Desculpe a insistência, mas não compreendo o seguinte. Se entre os significados de "aliás" temos *"Se não for assim"* e *"de outro modo"* por que não posso usá-lo (alás) para expressar esses mesmos signifcados?

Não é assim que funciona "aliás" quando significa "de outro modo" como se evidencia no exemplo que segue:

Deve comer e se nutrir, *de outro modo (aliás)* vai ficar doente e morrer.


----------



## anaczz

Talvez seja melhor esquecer esse "de outro modo" que, aliás, é uma má definição de "aliás".

Os sentidos usuais de aliás são:

- "quero dizer", "na verdade", servindo para retificar algo que se disse anteriormente:
Tenho 51 anos, aliás, 50 pois faço anos só amanhã.

-A propósito; na verdade:
 "...nunca mais ousei repetir essas experiências, aliás inúteis." (Mário de Sá Carneiro, _A confissão de Lúcio._)

-Confirmar, reforçar ou aperfeiçoar algo que se disse anteriormente:
Começou a trabalhar como comissário de bordo, aliás, foi assim que conseguiu conhecer todos os países que desejava.
Deve comer e se nutrir para seu próprio bem, aliás, se não o fizer pode ficar doente e morrer.
Ela é uma boa secretária, aliás, a melhor secretária que já conheci.

- diga-se de passagem, por falar nisso, por sinal
Foi morar no subúrbio, aliás, num local muito violento.









​


----------



## Gamen

Muito obrigado pelos esclarecimentos anaczz. Muito útil.
E' realmente muito difícil para os hispanoparlantes traduzir "aliás" posto que não existe em espanhol e tem, "aliás" muitos significados.
O seus exemplos clarissímos, igual que os de Carfer mais acima.
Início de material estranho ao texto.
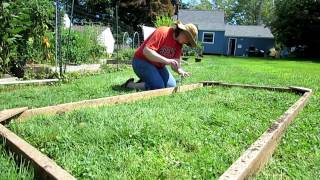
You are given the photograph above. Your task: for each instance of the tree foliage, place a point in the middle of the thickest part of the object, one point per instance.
(22, 22)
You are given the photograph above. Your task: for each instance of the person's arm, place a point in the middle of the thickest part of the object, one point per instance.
(181, 71)
(152, 55)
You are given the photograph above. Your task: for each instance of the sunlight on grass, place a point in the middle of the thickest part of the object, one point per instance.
(193, 134)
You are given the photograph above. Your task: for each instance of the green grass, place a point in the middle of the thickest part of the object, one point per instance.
(9, 170)
(194, 134)
(298, 154)
(88, 87)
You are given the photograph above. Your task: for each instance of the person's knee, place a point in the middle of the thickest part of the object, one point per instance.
(172, 83)
(156, 85)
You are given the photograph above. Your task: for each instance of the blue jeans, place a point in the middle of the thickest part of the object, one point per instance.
(153, 77)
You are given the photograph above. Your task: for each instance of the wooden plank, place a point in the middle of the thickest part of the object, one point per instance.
(300, 89)
(254, 158)
(217, 83)
(45, 168)
(9, 113)
(42, 81)
(61, 108)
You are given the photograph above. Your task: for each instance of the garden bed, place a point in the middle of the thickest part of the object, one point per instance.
(10, 169)
(193, 134)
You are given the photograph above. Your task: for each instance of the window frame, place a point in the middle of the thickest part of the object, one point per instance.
(213, 35)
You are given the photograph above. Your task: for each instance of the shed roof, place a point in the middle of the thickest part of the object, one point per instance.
(210, 20)
(248, 31)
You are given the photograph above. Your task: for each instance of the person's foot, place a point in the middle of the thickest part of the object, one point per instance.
(125, 85)
(139, 81)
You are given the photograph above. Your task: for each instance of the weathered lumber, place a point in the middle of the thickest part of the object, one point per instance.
(44, 167)
(42, 81)
(10, 113)
(61, 108)
(217, 83)
(255, 157)
(300, 89)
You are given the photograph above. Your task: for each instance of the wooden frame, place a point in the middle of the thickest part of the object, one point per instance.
(251, 161)
(41, 81)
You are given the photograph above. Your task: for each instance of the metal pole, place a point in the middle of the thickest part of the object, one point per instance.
(68, 45)
(59, 36)
(117, 24)
(56, 37)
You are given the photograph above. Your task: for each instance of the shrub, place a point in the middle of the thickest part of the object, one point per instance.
(23, 25)
(163, 21)
(83, 47)
(125, 54)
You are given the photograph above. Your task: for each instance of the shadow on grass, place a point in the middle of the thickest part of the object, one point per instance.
(120, 88)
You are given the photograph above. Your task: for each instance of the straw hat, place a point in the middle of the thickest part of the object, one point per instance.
(191, 31)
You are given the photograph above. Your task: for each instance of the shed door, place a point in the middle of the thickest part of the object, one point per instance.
(232, 46)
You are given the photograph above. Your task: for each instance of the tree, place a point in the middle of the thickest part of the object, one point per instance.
(296, 23)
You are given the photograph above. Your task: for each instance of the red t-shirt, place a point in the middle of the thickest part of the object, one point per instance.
(161, 41)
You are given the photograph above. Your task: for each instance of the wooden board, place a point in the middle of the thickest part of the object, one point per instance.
(45, 168)
(254, 158)
(61, 108)
(217, 83)
(10, 113)
(42, 81)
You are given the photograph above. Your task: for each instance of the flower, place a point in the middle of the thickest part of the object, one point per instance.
(46, 42)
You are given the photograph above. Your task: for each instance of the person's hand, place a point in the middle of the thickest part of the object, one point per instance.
(173, 63)
(184, 73)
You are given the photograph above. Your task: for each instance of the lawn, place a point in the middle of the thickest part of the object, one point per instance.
(298, 154)
(10, 170)
(194, 134)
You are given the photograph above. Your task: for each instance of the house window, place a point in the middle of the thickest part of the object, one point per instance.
(208, 37)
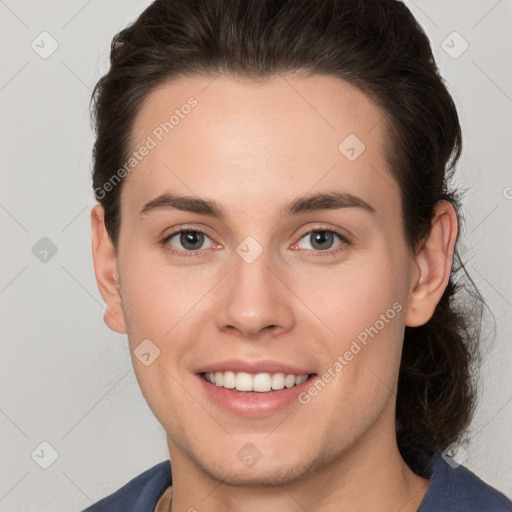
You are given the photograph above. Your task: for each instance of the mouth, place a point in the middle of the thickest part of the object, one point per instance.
(261, 383)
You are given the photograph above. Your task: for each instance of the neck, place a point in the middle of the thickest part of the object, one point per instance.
(368, 476)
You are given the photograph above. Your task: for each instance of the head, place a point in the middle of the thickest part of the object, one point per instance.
(292, 123)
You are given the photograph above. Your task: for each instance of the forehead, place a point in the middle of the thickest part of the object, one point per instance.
(259, 142)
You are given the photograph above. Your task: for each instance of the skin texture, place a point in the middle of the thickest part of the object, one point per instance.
(254, 149)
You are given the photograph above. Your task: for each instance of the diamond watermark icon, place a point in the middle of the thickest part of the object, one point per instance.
(352, 147)
(146, 352)
(249, 249)
(44, 250)
(249, 455)
(454, 45)
(454, 455)
(44, 45)
(44, 455)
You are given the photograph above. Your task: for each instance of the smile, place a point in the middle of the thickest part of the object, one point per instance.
(260, 382)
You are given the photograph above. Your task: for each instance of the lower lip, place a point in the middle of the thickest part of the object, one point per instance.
(252, 404)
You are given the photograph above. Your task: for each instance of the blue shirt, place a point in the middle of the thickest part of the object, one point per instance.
(451, 489)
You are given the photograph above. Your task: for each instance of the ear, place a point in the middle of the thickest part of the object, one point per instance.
(432, 266)
(105, 269)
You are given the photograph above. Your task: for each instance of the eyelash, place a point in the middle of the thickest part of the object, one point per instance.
(321, 229)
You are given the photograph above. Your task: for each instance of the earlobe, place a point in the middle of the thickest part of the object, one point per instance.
(432, 266)
(106, 272)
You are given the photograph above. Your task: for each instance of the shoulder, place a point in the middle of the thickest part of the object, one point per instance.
(140, 493)
(453, 488)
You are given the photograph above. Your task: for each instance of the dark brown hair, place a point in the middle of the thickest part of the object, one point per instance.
(376, 45)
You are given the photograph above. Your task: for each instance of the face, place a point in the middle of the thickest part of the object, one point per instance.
(250, 275)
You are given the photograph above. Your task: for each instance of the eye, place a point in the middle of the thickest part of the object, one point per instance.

Quis substitur o "aliás" por outras expressôes para que me indique se entendi os conceitos:

- "quero dizer", "na verdade", servindo para retificar algo que se disse anteriormente:
Tenho 51 anos, *melhor dito*, *melhor, dizendo melhor* 50 pois faço anos só amanhã.

-A propósito; na verdade:
 "...nunca mais ousei repetir essas experiências, *realmente / verdadeiramente* inúteis." (Mário de Sá Carneiro, _A confissão de Lúcio._)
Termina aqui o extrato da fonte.